Claramente se contempla el planteamiento hecho en torno a la problemática, "ciertas
racionalidades excluyen lo que otras incluyen y desarrollan ampliamente".
Racionalidad emancipatoria
Este tipo de racionalidad critica en cierta forma, la racionalidad hermenéutica, en
tanto que la comprensión de los fenómenos adolecen de un contexto sociohistórico
específico. Para la racionalidad emancipatoria, la intencionalidad y el significado de la
acción educativa sigue siendo un punto de medular importancia pero ubicado en un contexto
social, que permita conocer los obstáculos y limitaciones sobre la acción y el
pensamiento humanos.
Este tipo de racionalidad se interpreta como la capacidad del
pensamiento crítico para reflexionar sobre sí mismo. Es decir, pensar sobre el
pensamiento, lo que permite penetrar en los supuestos que subyacen en el pensamiento
individual y colectivo y que, en algún momento, se han coagulado evitando la reflexión
crítica de nuestro diario acontecer. Pero no se queda ahí, la racionalidad emancipatoria
plantea además la autorreflexión con acción social orientada a la creación de nuevas
condiciones materiales e ideológicas.
Conclusiones
Cada uno de los modelos mencionados orienta la educación en algún sentido, sin
embargo, la reflexión sobre la práctica docente, como principio que dirija nuestra
actividad cotidiana, encuentra más elementos de donde echar mano en la racionalidad
emancipatoria. La teoría crítica, además de aportar principios teóricos útiles para
la reflexión, plantea una actitud diferente en torno al conocimiento; el concebir que
éste no está acabado, que es perfectible y, además, que debe ser criticado
constantemente, permite tener otra actitud ante la práctica educativa: la revisión de
los haceres y decires, la reflexión constante sobre la cotidianidad, que nos lleven a
desentrañar los nudos de relaciones entre los actores, la racionalidad que impera en el
contexto social en el que vivimos y trabajamos, así como las diferentes racionalidades de
contextos más específicos en los que nos desenvolvemos, lo que es más importante,
conocer los obstáculos que limitan un mejor desempeño, diseñar formas de actuar
consecuentes dentro de las posibilidades de acción que como sujetos tenemos, para lograr
otros "mundos posibles" que no sean sólo producto de la forma de expresión y
del lenguaje (Bruner, 1988), sino de negociaciones profundas y radicales, que
verdaderamente transformen la realidad educativa cotidiana.
En la medida en que esta posibilidad se haga realidad, se podrá
considerar que la actividad docente se ha profesionalizado, cuando el maestro deje de ser
un reproductor, para convertirse en un sujeto crítico, reflexivo y con la autonomía
suficiente para diseñar propuestas alternativas que resuelvan su actual situación.
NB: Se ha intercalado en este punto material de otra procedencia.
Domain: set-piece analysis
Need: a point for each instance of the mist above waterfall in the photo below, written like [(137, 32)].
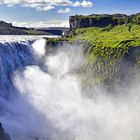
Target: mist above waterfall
[(47, 101)]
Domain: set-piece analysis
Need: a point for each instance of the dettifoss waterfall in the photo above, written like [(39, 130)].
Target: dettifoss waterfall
[(41, 97)]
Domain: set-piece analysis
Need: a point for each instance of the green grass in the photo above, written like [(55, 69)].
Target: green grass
[(117, 37), (108, 46)]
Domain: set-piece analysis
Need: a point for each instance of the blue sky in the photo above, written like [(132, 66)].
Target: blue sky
[(44, 13)]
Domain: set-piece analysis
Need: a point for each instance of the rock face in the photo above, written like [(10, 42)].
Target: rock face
[(79, 21), (3, 134)]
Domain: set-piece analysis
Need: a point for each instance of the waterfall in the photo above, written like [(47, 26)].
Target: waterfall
[(41, 97)]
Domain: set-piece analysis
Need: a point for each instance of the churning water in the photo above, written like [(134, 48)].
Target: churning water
[(41, 98)]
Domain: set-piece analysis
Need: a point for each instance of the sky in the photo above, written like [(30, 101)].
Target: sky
[(55, 13)]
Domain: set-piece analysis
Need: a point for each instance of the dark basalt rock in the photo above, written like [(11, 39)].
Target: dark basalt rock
[(3, 134)]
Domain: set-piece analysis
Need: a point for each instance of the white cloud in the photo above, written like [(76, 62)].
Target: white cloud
[(46, 5), (43, 24), (87, 3), (63, 11), (77, 4)]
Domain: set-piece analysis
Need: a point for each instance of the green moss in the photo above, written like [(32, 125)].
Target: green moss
[(107, 50)]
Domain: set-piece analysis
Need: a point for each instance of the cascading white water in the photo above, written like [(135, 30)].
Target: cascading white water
[(50, 105)]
Tal
vez todo esto suene sumamente utópico, sin embargo es preferible soñar e imaginar mundos
mejores que hacernos cómplices de la racionalidad dominante.
Bibliografía
BRUNER, Jerome. "El lenguaje de la educación" en Realidad mental
y mundos posibles. Gedisa. Barcelona, 1988.
GIROUX, Henry. Teoría y resistencia en educación. Siglo XXI. México, 1992.
HARGREAVES, Andy. "El significado de las estrategias docentes", en Rockwell,
Elsie, Ser maestro. Estudios sobre el trabajo docente. SEP, México, 1985.
LAURENT Assoun, Paul. La escuela de Francfort. Publicaciones Cruz, S. A. México,
1989.
LAVE, Jean. "De puertas afuera: una antropología social de la cognición en la
práctica", en La cognición en la práctica. Barcelona, Paidós, 1991.
OTHANEL Smith, B. "Hacia una teoría de la enseñanza", en Rockwell Elsie, Ser
Maestro. Estudios sobre el trabajo docente. SEP. México, 1985.
PARSONS, Talcott. "Profesiones liberales", en Enciclopedia Internacional de
las Ciencias Sociales, vol 8. Edit. Aguilar, España, México, 1979.